Ella llegó después de un rato. De nuevo, se asomó para verificar que él estuviera ahí y su rostro brilló con más emoción que el día anterior. Su sonrisa se veía tan dulce y suave...
--He atrapado seres mágicos para ti. - anunció.
De nuevo, no supo qué cara puso, pero la risita de ella al verlo casi lo hizo querer cubrirse el rostro de la vergüenza que sintió.
--Tranquilo, no te harán nada. Mira.
Entonces le mostraba ese frasco con agujeros en la tapa, donde habían guardadas un par de mariposas con dibujos similares a ojos en sus alas. El niño, aún con cierta desconfianza pero sintiendo curiosidad, se acercó un poco más. La niña le permitió sostener el frasco.
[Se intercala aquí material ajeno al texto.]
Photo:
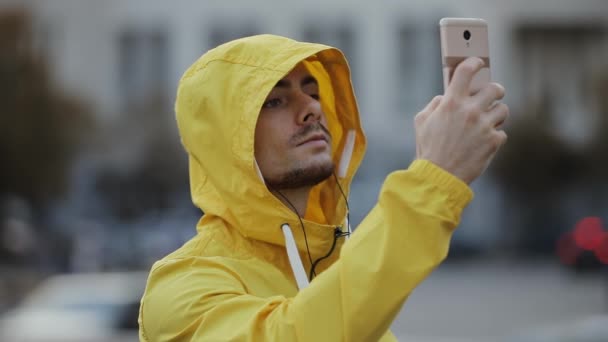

Él contempló a ambos insectos, con sus alas coloridas en el interior pero que mostraban dibujos de ojos por fuera.
--¿No son bonitas? - comentó la niña.
Él le regresó el frasco casi de inmediato. Ella tan solo le miró con una sonrisa mientras giraba la tapa del frasco, lo ponía de lado y acercaba uno de sus dedos al borde. Casi de inmediato, ambas mariposas se posaron en ellos.
Resultaba casi irreal verla.
--¿Quieres una? - preguntó ella.
Antes de que pudiera responder, el dedo de la niña había tocado su frente y con él había dejado a una de las dos mariposas. Por un momento, no se movió. Pero la mariposa tampoco. Solo abría y cerraba sus alas lentamente.
La niña acercó su otra mano para retirarla.
--Perdón. No quise asustarte. No lo pensé... - se disculpó, dejando a la mariposa sobre el peluche del elefante.
Un breve silencio antes de que ella soltara una pregunta más:
--¿Taro y tú ya son amigos? - quiso saber.
--No lo sé. - confesó. --¿Y si no quiere ser mi amigo?
--Entonces debería darte otra oportunidad. - señaló ella, mientras dejaba a la mariposa que se mantenía cerca de ella en una de las hojas del árbol.
Así, se fue de nuevo, dejando al niño con dos mariposas, un peluche de elefante rosa y más dudas que nunca.
¿Taro realmente quería ser su amigo? ¿Por qué? ¿Por qué ella quería que él tuviera un amigo? Es más, ¿Por qué ella en específico? ¿Qué había hecho él para que una niña tan dulce como ella se le hubiera acercado?
Las dudas lo carcomían y, una vez más, no había sido capaz de preguntarle nada.
Debía hacerlo.
Al día siguiente, como era de esperarse, volvió. Ahora tan solo lo miraba, balanceándose ligeramente al alternar el peso de su cuerpo sobre las puntas de sus pies a sus talones. Se veía inquieta, sosteniendo algo tras su espalda. Tras un rato de solo mirarse de lejos, ella se terminó por acercar.
--Hice... Galletas.
El niño tan solo la miró.
--¿Te gustan las galletas?
Un parpadeo en respuesta. Tampoco le dijo mucho.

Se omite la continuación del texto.